We then fast forward to fifteen years later, in the neighbouring kingdom of Delmor. The young Fyrelit siblings are preparing for a tournament, of which the eldest, Neleik, is reigning champion. He, along with his brother, Ervine, and much younger sister, Skye, are getting along as best they can in the wake of their parents’ death. Neleik is the only one who fully remembers the event and the involvement of a cloaked man, known as Versalos. The trauma has left him protective and vigilant. He is now the head of the little family; a responsibility he takes very seriously.
During the tournament, Neleik’s worst fears become reality – Versalos returns and kidnaps Skye. Without pausing for thought, Neleik collects Ervine, some supplies, and an unlikely ally in Romahn, his former competitor. Together they tear off to petition the King of Delmor for aide in retrieving Skye.
Here the group experience their first obstacle, which only serves to harden their resolve. Their plight attracts another friend in Kyia, the Princess of Delmor, who finagles her way into their mission as they determine to find out more about Versalos. The four set out from Delmor with purpose, resourcefulness and little experience of the wider world.

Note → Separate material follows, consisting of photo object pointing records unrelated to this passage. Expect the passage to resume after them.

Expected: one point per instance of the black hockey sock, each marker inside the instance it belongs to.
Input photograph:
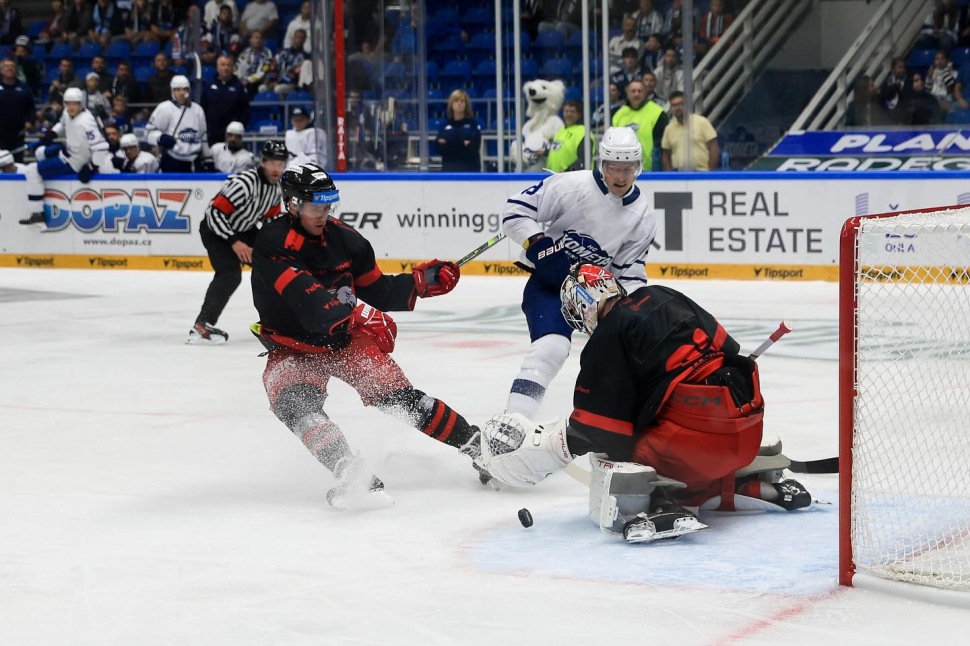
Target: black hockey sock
(431, 416)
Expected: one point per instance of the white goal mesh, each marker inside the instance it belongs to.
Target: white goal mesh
(910, 481)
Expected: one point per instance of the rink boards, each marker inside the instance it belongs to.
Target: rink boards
(754, 225)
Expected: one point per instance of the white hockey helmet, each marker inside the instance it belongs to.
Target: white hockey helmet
(584, 293)
(621, 145)
(73, 95)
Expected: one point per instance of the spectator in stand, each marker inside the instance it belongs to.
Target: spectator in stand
(107, 23)
(648, 21)
(28, 70)
(616, 102)
(647, 118)
(893, 85)
(561, 15)
(670, 76)
(166, 18)
(630, 71)
(159, 82)
(259, 15)
(619, 45)
(10, 26)
(138, 24)
(705, 153)
(713, 25)
(214, 7)
(568, 151)
(78, 22)
(651, 55)
(941, 79)
(100, 65)
(17, 109)
(917, 105)
(94, 101)
(302, 21)
(53, 32)
(286, 71)
(459, 140)
(253, 64)
(224, 100)
(941, 28)
(65, 80)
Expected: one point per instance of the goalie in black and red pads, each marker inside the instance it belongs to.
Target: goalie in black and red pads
(668, 410)
(309, 269)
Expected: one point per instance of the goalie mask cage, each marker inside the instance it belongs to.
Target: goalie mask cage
(904, 398)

It doesn’t take long for them to find trouble and intrigue aplenty. It soon becomes apparent that the situation is much larger than they knew. What started off as a mission to save one little girl, rapidly transforms into an epic quest to retake Zarkora and banish the forces of darkness from the land of Fynglade.
This new quest leads them to a city of magic, a close shave with the pursuing guards of Delmor, an unexpected reunion, and a devastating revelation. Undaunted, the friends forge ahead and continue to pick up information, allies and enemies in their bid to save the nation and Skye. They learn more about their quarry, Versalos, and soon realise that if they are to have any chance against him, it will take much more than willpower.

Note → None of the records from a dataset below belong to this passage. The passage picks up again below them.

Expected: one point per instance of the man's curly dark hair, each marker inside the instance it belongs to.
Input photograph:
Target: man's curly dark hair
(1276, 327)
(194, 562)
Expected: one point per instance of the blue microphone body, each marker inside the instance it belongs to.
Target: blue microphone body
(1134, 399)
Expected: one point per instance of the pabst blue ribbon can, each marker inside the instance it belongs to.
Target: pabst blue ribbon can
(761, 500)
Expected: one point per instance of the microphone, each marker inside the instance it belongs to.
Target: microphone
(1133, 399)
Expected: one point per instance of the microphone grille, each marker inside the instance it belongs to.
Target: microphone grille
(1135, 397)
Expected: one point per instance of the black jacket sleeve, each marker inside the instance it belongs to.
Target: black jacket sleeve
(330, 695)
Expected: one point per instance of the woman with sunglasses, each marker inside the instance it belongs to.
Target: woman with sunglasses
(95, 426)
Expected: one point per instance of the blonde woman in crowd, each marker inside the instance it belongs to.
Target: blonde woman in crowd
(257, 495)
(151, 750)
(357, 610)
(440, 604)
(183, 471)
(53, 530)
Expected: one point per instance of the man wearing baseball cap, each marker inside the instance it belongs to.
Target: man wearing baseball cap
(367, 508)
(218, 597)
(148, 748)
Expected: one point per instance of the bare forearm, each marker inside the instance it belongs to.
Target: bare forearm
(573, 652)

Their many trials test the companions’ strength and moral fibre and bring to bear the most powerful bonds of family and friendship. Together, they encounter vicious monsters and experience tragedy, loss and triumph. They find that they have friends in the most unusual places and are hunted by some very persistent enemies. Each encounter brings them a step closer to their goal and risks the wrath of Versalos, who is determined to wipe out any that oppose him.
It is hard not to get swept up in the increasingly grand mission of the Fyrelit family. It is an exciting and perilous journey with spectacular escapes and near-misses, unlikely friendships, and tests of faith. The characters are engaging and the final band of friends is well-rounded. They all experience growth during the story and together they display bravery, compassion, integrity, empathy, and selflessness.
The Fyrelit Tragedy is a good opening to a quest series and should please young readers who have enjoyed stories along the lines of Harry Potter, or The Lord of the Rings. As is appropriate for this audience, enthusiasm is high, doubts are overcome and reflection is present but fleeting. The tension ratchets up nicely and there is plenty to distract the group from getting bogged down in lengthy debate. All of the characters are upfront about their intentions and fall clearly into the categories of either good or evil.
The world building is solid with a few interesting parallels to our world. The only glitch for me was in the use of contemporary, real-world language in places but this may not be a problem for others.
The Lochels are in themselves a story of courage and self-belief. Over the years they have generated so much positive publicity for their self-published books, that a publishing company (Hachette Australia) took notice. I imagine that Zarkora is only the beginning of a long and fruitful partnership.
The Fyrelit Tragedy ends on a cliff-hanger and continues with Zarkora: The Lost Kingdom, which is released in Novenmber 2015.